Meine circa 5 Jahre alten "The Plug" haben durch einen (selber verursachten) Defekt im Stecker den Geist aufgegeben. Da ich von dem Klang und dem Tragekomfort absolut begeistert war (und bin), habe ich mir einen neuen bestellt. Gewundert habe ich mich über schlechte Rezensionen ehrlich gesagt. Dadurch habe ich aber erfahren, dass seit ein paar Jahren (???) die Produktion des The Plug nach China verlagert wurde.

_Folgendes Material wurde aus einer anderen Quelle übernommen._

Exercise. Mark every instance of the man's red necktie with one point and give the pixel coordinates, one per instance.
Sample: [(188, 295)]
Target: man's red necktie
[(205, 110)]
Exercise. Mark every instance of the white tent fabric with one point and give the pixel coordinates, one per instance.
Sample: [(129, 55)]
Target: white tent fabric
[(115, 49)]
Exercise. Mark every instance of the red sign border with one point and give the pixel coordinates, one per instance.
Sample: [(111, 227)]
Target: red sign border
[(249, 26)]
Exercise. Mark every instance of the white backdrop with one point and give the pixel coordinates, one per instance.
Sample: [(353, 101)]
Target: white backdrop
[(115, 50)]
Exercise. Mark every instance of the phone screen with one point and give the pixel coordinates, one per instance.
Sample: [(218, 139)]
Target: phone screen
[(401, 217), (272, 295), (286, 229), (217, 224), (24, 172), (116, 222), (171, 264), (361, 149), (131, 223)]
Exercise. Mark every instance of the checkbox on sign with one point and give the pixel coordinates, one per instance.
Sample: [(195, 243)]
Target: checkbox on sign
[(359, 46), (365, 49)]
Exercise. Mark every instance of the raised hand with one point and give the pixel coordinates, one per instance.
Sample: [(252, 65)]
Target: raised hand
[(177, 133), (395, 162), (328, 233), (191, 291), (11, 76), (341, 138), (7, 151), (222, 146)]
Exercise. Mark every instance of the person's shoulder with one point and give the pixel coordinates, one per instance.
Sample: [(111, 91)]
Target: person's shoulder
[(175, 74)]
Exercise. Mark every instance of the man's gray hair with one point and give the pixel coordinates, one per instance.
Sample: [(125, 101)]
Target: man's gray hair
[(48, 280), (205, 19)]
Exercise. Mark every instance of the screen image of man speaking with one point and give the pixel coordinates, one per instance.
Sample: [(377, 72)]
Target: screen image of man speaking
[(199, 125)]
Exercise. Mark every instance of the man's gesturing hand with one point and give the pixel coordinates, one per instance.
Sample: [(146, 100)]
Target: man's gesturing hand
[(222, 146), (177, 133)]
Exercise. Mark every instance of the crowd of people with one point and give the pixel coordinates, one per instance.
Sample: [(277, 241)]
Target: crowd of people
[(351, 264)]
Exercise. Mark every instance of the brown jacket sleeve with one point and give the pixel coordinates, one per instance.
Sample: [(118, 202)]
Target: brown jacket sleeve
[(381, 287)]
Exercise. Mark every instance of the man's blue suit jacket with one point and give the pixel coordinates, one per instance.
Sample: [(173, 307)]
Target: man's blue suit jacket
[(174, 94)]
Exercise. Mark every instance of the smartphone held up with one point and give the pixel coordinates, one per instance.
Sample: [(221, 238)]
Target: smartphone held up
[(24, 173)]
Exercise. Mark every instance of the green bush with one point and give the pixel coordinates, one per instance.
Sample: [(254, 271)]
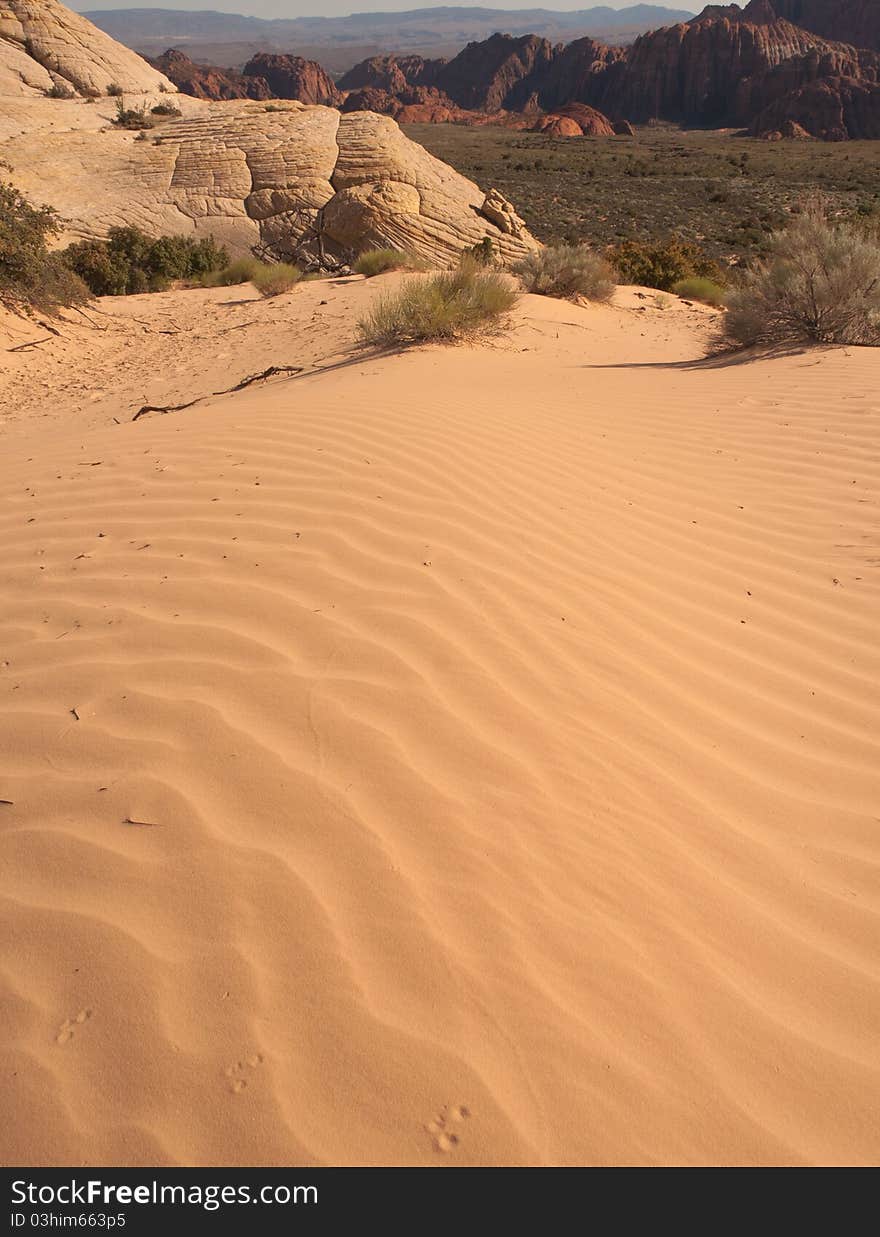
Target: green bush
[(378, 261), (272, 280), (240, 270), (697, 287), (129, 261), (662, 264), (821, 285), (483, 252), (443, 307), (131, 118), (30, 275), (567, 271)]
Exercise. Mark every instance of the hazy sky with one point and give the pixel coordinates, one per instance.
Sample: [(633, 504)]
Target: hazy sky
[(340, 8)]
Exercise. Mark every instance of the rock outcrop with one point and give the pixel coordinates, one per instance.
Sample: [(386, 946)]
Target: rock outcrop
[(46, 48), (490, 76), (292, 181), (391, 73), (832, 109), (208, 81), (724, 68), (850, 21), (589, 121), (291, 77)]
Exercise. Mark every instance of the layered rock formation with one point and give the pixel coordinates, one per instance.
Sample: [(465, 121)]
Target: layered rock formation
[(293, 181), (208, 81), (47, 48)]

Ich muss nach einem ausgiebigen Test bestätigen, dass die Qualität wirklich von extrem gut zu extrem schlecht gewechselt ist! Bitte tut der Firma Koss keinen Gefallen mit einem Kauf. Die "The Plug" sind nicht mehr, was sie mal waren. Die Qualität jeden einzelnes Bauteils hat extrem nachgelassen!

Stecker: War super, ist nun schlecht verarbeitet.
Kabel: War normales Kopfhörerkabel mit 2 getrennten Litzen, angenehmes Material. Beim neuen Modell ist das Kabel extrem "klebrig".
Kopfhörer: Klang war genial, ist nun sehr schlecht. In allen Frequenzbereichen einfach nur mies.
Ohrpolster: Das Material war extrem angenehm. Beim "made in china" ist die Qualität billig und nicht mehr so angenehm.

Eine Riesen-Enttäuschung. Liebes Amazon-Team: Bitte trennt die alten Rezensionen (bis 2006 oder so) von dem aktuellen Modell.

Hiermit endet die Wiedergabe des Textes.